Grant from Alfred P. Sloan Foundation Will Establish Saint Louis University Open-Source Software Center
ST. LOUIS – A $704,482 grant from the Alfred P. Sloan Foundation will establish the Saint Louis University Open-Source Software Center.
The grant, awarded to Kate Holdener, Ph.D., assistant professor of computer science, will fund the creation of a new software engineering lab which will engage students in the development of open-source software to support interdisciplinary projects in the STEM fields.
“Our graduate students are building software now in their project-based, two-semester capstone course,” Holdener said. “They can build whatever the client needs, but once they build it, there isn’t a structure for support or maintenance.”
The Center will engage graduate and undergraduate students in open-source software development, focusing on research software projects that help SLU faculty reach and advance their research goals.
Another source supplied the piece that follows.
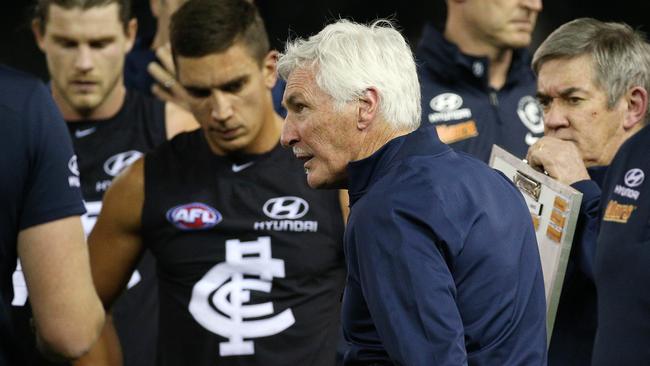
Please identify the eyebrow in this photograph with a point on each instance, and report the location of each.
(59, 38)
(239, 79)
(291, 100)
Faculty members will be able to submit software requests, then graduate students will work alongside SLU researchers to determine details of these requests, prototype and design software solutions.
Undergraduate computer science students enrolled in project-based courses will also engage with the Center as part of their course curriculum, working under the mentorship of graduate students to implement various designs and test produced software using industry standard practices.
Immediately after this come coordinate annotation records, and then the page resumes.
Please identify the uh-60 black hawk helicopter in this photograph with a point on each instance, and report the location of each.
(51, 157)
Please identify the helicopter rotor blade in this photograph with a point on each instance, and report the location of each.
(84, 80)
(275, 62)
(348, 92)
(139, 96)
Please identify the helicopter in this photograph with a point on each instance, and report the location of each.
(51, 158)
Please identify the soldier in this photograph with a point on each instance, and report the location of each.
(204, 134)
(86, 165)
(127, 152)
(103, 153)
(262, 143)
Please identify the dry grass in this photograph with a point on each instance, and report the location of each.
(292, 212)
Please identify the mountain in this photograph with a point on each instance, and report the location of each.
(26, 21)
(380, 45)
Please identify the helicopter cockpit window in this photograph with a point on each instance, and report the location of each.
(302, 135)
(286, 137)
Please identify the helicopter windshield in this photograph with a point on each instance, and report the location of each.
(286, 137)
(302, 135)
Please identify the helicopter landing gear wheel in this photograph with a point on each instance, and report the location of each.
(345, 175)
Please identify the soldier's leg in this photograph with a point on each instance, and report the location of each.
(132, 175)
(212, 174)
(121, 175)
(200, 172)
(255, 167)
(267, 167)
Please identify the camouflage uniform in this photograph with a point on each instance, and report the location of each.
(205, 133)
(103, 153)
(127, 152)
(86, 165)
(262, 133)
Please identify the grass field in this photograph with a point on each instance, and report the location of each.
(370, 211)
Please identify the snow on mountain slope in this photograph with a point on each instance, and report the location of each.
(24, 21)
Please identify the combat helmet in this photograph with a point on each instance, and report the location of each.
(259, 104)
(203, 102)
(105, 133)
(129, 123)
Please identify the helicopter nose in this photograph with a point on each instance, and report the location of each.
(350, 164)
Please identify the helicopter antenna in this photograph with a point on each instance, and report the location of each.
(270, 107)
“This allows us to work in a more professional way,” Holdener said. “The projects will come in and the graduate students will work to split them into smaller tasks so pieces of the project can be handled by students at various skill levels.”
The new Center would allow faculty who need software support for their research to keep the work in house at SLU, furthering the interdisciplinary research goals of the University.
Holdener said she was also excited about the opportunities the Center will provide in the way of practical experience for undergraduate students.
“This also allows our students to get real experience that they can show to an employer,” she said. “All of the entry-level positions in the computer science field still want experience. This will give our students a chance to build up their resumes in a publicly visible way.”
Holdener said after she had the idea for expanding SLU’s open-source software capabilities, she sought out funding opportunities. The Sloan Foundation grant seemed like the perfect fit.
In addition to stipends for graduate students, the two-year Sloan Foundation grant will also fund a program director, who will oversee the Center and work towards financial sustainability. That includes other external grant funding opportunities as well as opportunities for local technology companies to support the Center’s initiatives.
“I am thrilled, honored and thankful to be awarded this grant,” Holdener said. “I wanted to create an environment that brings classroom software engineering closer to reality, and I believe this Center will provide such an environment.”
Holdener spent a decade at Exegy, Inc. as a software engineer, senior API engineer and product manager, before coming to SLU four years ago.
“It was great to have industry experience, but after 10 years I was not learning anything new,” she said. “Now I have the opportunity to learn new things all the time – I’m the happiest person at SLU.”
Alfred P. Sloan Foundation
The Alfred P. Sloan Foundation is a not-for-profit, mission-driven grantmaking institution dedicated to improving the welfare of all through the advancement of scientific knowledge. Established in 1934 by Alfred Pritchard Sloan Jr., then-President and Chief Executive Officer of the General Motors Corporation, the Foundation makes grants in four broad areas: direct support of research in science, technology, engineering, mathematics, and economics; initiatives to increase the quality, equity, diversity, and inclusiveness of scientific institutions and the science workforce; projects to develop or leverage technology to empower research; and efforts to enhance and deepen public engagement with science and scientists.